Kinases turn the power on, phosphatases turn it off

A little work coming out on phosphatases is interesting.

Although most of the background information in this article is freely available in other articles at this site, we will begin with a little review.

Broad Principle: Chemicals in the body sit inert unless activated by a high energy phosphate bond (PO4-), which typically comes from ATP, but can come from similar carriers of the phosphate. Phosphate bonds have electrons to provide, without which the chemicals may as well not even be there. Hence, if something is phosphorylated, it is ready to go. If the phosphate is removed, however, the chemical goes back to deep storage. Eat all the sugar you can hold and you cannot digest it until a kinase comes along and turns it into glucose-6-phosphate. You get the picture. The same thing applies to pain chemicals. Sticks and stones will break my phones, but dephosphorylated pain chemicals can never hurt me.

Review Principal: Capsaicin excites the TRPV-1 receptor, a pain receptor involved with calcium currents in pain nerves. Originally the TRPV-1 receptor was known as the vanilloid-1 receptor because vanilloids, such as the cannabinoids, bound to it. Pain relief work on cannabinoids is now primarily done on the cannabinoid2 receptor (CB2), which seems a promising avenue of research for pain blocking. With or without resort to CB2, the pain chemicals cannot act unless a battery in the form of a high energy phosphate bond is attached. Protein phosphatases can remove the battery, so they are interesting molecules for researchers in this area.

The attaching of high energy phosphates is done by kinases. The removal of high energy phosphate bonds is done by phosphatases. We have written a great deal about kinases, particularly tyrosine kinase A, or TrkA, which is found only in PAIN neurons. We hope to see a cell killer which can kill any cell which contains TrkA, as a treatment for pain. When NMDA is set off by calcium flow at the synapse, kinases kick into gear to activate receptors and pain is the result.

In the normal person, not experiencing pain, the attaching and removal of high energy phospates is done by the balancing of kinases and phosphatases.

Now, Zhang, et al in Mol Pain. 2006 Mar 20, have focused on a specific phosphatase, protein phosphatase 2A (PP2A), specifically “serine/threonine protein phosphatase type 2A (PP2A) on the central nociceptive amplification process, which is induced by intradermal injection of capsaicin in rats.”

Zhang is out of the program of Wm Willis Jr, a correspondent and one of the early leaders of the pain brain trust from UTMB. There is some Country and Western song about “When I die I hope to go to Texas” and if you have pain this song makes sense, thanks to the wonderful work done by Bill Willis and Claire Hulsebosch, who continue to turn out great pain scientists. This author felt he was finally able to read the pain literature when he managed to understand an early Wm Willis Jr. text. That was many years ago, and Dr. Willis, an immensely nice person, (in one of his books he write how hard it was for him to give central pain to rats and watch them suffer) is still at it. Now, we try to understand the articles being written by his graduate students. What thanks are adequate to Dr. Willis we cannot imagine.

When capsaicin is injected, there is immediate upregulation of PP2A. This is part of the mechanisms whereby central modulation of phosphorylation is “strictly controlled and balanced by the opposing activities of protein kinases and phosphatases”.

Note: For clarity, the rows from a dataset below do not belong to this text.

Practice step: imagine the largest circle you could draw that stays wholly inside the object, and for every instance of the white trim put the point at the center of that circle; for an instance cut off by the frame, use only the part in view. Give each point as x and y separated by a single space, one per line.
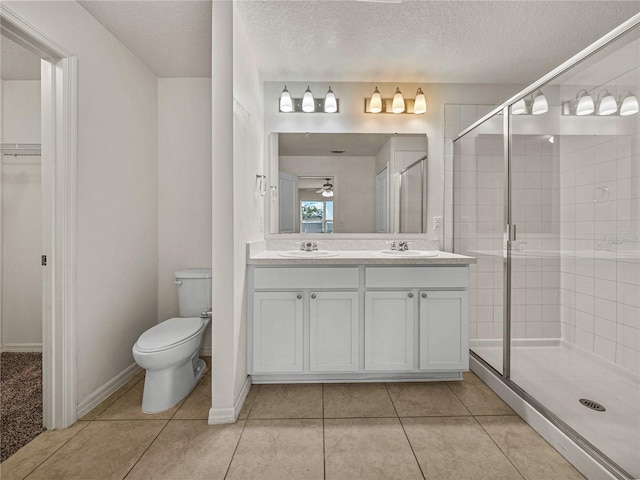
219 416
21 347
59 170
101 394
580 459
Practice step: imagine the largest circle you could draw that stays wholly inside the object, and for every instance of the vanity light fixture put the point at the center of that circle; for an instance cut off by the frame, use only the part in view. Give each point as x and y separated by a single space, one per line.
539 105
607 105
330 102
584 105
308 104
629 105
420 103
375 106
397 104
519 108
286 104
537 101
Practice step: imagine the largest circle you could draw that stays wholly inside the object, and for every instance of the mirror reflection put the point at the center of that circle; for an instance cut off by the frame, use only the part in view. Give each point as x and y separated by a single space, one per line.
349 183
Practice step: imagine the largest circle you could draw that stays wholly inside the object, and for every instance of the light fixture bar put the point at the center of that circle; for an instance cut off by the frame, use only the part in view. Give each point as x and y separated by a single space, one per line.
386 106
318 102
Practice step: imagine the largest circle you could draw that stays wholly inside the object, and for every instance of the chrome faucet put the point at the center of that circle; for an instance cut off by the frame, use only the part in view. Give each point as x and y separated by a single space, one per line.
309 246
400 245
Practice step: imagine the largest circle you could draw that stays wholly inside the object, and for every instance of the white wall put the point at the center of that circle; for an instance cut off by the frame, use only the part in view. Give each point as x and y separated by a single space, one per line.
21 320
354 187
353 119
184 185
117 239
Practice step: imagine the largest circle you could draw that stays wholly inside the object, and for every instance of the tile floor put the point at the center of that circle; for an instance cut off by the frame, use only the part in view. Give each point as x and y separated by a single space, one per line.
448 430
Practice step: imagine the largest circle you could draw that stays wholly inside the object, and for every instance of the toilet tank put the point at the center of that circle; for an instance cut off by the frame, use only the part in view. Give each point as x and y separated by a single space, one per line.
194 291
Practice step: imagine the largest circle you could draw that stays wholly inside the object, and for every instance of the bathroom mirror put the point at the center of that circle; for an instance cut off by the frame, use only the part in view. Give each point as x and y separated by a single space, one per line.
353 183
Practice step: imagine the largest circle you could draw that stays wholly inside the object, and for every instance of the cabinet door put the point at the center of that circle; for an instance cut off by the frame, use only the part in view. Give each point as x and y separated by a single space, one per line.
334 333
277 332
389 326
444 337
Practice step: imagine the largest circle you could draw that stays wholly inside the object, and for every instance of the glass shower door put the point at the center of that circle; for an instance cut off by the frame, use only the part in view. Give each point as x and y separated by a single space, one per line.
479 220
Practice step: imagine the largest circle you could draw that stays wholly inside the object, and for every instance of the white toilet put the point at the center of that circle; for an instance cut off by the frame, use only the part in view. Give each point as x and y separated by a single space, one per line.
169 351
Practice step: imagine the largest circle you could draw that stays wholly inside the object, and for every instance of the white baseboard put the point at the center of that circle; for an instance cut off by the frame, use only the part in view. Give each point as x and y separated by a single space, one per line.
94 399
21 347
218 416
580 459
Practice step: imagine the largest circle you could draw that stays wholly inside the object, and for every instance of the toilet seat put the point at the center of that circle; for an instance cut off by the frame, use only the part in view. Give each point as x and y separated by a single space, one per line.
169 334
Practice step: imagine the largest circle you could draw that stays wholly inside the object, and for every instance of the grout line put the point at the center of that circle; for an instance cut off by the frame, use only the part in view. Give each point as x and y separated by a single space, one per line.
52 453
233 455
146 449
496 444
459 399
324 451
405 432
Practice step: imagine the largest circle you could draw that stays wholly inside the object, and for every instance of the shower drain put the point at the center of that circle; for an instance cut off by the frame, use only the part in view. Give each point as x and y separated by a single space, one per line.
592 405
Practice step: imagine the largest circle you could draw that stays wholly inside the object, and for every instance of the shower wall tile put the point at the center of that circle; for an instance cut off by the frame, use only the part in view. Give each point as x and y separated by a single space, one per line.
600 224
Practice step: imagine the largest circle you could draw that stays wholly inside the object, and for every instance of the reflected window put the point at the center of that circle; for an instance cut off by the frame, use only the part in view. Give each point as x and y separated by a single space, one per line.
316 216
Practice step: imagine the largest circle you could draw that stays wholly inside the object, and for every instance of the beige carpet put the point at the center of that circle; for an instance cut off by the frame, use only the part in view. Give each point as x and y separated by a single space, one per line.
20 400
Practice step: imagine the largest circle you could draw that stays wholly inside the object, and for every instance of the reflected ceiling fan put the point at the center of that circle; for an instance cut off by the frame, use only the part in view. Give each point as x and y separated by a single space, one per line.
327 189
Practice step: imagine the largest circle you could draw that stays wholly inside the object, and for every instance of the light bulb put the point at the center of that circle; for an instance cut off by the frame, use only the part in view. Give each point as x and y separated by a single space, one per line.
519 108
308 103
585 104
375 105
286 105
539 104
629 105
398 102
607 105
330 102
420 104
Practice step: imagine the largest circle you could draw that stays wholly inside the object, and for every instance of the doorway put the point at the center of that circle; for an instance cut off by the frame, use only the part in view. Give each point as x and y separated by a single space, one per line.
58 76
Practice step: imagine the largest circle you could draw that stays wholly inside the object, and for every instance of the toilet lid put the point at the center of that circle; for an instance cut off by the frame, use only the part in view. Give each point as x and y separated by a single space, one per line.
168 333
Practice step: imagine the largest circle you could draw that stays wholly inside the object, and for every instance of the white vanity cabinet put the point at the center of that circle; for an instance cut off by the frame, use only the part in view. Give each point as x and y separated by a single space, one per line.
357 322
334 331
304 320
389 330
277 331
444 330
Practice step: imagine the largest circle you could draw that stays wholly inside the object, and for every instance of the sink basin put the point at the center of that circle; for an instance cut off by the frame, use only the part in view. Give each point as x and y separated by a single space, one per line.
410 253
303 254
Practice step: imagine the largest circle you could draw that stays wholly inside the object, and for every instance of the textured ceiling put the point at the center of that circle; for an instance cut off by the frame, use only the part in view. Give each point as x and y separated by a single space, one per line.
173 38
16 62
321 144
423 41
389 41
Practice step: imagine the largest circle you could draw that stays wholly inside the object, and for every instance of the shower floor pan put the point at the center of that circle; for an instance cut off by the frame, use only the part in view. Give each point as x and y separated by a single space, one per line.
559 376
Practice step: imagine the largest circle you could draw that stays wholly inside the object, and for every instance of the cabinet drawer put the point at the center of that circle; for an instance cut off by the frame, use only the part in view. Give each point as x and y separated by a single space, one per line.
305 277
416 277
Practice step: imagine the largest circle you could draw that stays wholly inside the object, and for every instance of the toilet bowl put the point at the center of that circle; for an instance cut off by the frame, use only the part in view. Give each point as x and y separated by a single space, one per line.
169 351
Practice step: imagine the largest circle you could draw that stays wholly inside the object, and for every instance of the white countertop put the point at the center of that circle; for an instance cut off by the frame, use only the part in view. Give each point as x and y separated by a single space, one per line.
358 257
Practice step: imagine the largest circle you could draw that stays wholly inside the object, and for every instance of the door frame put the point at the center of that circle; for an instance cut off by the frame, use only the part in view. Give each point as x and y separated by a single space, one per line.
59 90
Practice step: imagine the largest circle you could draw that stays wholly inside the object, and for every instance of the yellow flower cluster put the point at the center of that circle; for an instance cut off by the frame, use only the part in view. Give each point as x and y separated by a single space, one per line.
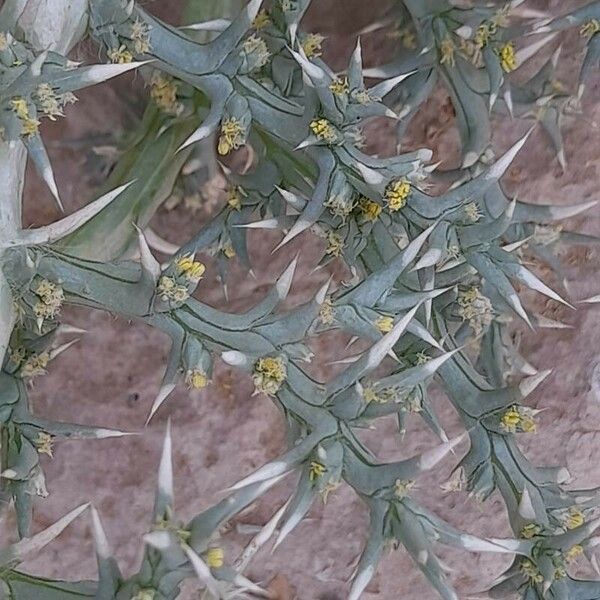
472 212
326 312
339 86
229 250
232 136
269 373
324 130
590 29
44 443
120 55
574 518
163 90
51 298
196 379
257 47
316 470
384 324
447 49
215 558
140 37
573 553
403 487
312 45
48 101
518 418
29 125
508 58
261 21
191 270
397 193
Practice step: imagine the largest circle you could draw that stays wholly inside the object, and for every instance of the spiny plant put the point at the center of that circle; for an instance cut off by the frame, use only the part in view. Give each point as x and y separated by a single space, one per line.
433 284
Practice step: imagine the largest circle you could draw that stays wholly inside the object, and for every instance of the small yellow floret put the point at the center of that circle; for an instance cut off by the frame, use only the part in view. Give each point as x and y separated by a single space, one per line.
44 443
317 470
508 58
120 55
215 558
312 45
397 194
269 373
384 324
232 136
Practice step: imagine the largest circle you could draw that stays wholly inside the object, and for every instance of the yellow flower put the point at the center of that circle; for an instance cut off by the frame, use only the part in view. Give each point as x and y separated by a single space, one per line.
44 443
590 29
234 197
573 553
262 20
403 487
530 531
51 299
20 107
312 45
120 55
335 244
575 518
384 324
191 269
472 212
369 209
257 47
326 312
228 250
422 358
510 420
168 289
397 194
269 373
17 355
215 557
508 59
140 37
163 90
232 136
324 130
316 470
447 49
48 101
339 86
196 379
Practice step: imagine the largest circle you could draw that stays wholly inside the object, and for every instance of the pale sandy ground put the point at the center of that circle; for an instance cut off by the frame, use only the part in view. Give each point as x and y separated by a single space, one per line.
223 433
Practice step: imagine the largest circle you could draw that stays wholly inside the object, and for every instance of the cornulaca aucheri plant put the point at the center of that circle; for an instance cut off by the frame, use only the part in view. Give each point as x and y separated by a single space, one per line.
433 288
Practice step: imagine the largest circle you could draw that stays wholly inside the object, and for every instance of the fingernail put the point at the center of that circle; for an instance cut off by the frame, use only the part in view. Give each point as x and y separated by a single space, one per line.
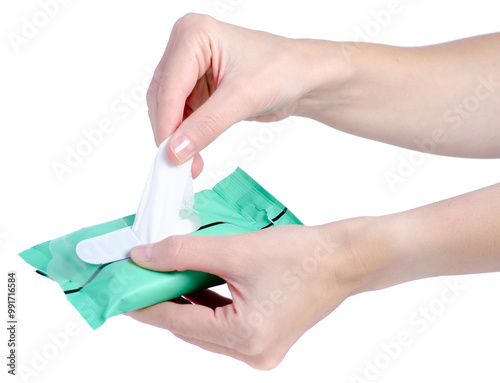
182 148
141 253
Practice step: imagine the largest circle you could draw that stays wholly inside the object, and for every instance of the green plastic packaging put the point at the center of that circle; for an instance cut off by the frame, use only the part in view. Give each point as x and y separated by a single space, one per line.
237 204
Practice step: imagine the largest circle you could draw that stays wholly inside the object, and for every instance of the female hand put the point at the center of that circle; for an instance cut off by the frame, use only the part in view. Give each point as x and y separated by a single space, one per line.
214 74
282 281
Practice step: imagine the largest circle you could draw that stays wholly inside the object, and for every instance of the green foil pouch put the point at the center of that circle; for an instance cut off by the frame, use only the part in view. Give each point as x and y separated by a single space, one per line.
237 204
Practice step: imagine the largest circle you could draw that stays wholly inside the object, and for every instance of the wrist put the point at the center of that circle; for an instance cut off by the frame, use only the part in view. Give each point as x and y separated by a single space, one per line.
327 71
377 252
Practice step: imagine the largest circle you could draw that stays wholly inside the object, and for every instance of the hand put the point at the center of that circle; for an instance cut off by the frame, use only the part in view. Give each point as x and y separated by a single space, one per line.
214 74
282 281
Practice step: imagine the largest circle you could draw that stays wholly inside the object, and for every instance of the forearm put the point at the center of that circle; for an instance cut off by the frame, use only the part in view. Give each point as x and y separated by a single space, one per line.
442 99
460 235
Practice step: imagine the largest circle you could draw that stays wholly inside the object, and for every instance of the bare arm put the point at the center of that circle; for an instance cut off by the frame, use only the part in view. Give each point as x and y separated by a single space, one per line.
442 99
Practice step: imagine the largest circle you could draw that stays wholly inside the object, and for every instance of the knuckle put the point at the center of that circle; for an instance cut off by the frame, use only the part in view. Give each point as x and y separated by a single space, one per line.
193 21
167 252
210 125
266 362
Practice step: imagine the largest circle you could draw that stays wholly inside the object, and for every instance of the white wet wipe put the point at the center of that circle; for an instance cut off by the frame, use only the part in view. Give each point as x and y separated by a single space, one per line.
166 209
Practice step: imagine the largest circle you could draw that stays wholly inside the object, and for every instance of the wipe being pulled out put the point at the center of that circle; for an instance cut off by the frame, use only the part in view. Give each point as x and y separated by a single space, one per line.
166 209
92 265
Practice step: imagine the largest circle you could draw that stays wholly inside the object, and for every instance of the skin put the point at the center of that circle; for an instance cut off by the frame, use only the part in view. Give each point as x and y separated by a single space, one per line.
443 99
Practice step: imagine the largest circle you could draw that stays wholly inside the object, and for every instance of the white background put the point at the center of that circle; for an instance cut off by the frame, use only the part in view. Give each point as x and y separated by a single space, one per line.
66 79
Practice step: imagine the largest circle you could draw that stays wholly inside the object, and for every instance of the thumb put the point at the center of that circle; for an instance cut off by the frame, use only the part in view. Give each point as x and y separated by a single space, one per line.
188 252
221 110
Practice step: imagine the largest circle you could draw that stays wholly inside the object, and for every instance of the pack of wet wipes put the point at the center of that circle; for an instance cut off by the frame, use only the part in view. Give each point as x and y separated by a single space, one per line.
93 267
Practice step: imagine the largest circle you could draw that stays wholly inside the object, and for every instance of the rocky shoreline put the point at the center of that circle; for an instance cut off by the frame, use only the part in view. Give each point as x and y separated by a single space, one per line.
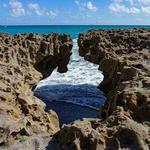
25 59
124 121
124 58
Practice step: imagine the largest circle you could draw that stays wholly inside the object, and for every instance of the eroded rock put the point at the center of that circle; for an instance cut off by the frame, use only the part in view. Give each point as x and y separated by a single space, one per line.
124 58
24 60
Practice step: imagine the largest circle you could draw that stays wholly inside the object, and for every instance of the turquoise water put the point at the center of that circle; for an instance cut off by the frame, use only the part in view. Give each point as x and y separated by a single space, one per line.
72 30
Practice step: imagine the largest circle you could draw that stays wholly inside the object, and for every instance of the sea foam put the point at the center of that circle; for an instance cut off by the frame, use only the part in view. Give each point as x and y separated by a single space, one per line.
78 85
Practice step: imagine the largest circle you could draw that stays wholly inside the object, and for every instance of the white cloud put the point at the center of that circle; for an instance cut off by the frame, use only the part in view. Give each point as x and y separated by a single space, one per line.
144 2
16 8
35 7
42 11
87 5
146 9
91 7
118 6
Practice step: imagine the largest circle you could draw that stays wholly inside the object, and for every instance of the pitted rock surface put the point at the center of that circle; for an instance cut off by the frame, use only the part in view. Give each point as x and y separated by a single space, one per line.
24 60
124 58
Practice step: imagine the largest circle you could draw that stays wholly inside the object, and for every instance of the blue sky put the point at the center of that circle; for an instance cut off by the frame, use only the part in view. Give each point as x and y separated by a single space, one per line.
72 12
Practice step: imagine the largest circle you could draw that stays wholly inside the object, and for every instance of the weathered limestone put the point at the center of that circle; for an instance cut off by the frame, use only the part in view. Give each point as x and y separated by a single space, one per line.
124 58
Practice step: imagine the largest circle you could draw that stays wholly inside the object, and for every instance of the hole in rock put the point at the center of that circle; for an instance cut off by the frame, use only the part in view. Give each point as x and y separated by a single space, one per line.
73 95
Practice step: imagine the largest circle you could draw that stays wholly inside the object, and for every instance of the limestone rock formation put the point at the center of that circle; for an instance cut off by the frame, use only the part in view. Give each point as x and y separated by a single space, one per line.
24 60
124 58
118 131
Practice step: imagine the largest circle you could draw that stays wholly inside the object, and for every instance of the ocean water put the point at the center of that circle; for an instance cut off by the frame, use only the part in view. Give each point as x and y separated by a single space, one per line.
79 85
73 30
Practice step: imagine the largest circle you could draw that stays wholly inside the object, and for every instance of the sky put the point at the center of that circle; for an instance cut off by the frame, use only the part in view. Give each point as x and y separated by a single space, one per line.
74 12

When capsaicin was injected, there was of course a significant decrease in the exploratory activity of rats. This is probably because muscle pain is part of central pain, and also because when we are in pain, unless we can see that activity will take us out of it, we tend not to move around. We don’t feel well.

When the PP2A was blocked with okadaic acid or fostriecin in the spinal fluid, the exploratory activity resumed after about thirty minutes, presumably demonstrating that the activation of pain chemicals by kinases had resumed.

As regards therapy, this suggests a powerful new way in which pain might be blocked. If we could enhance PP2A, we might be able to block activation of pain proteins by kinases.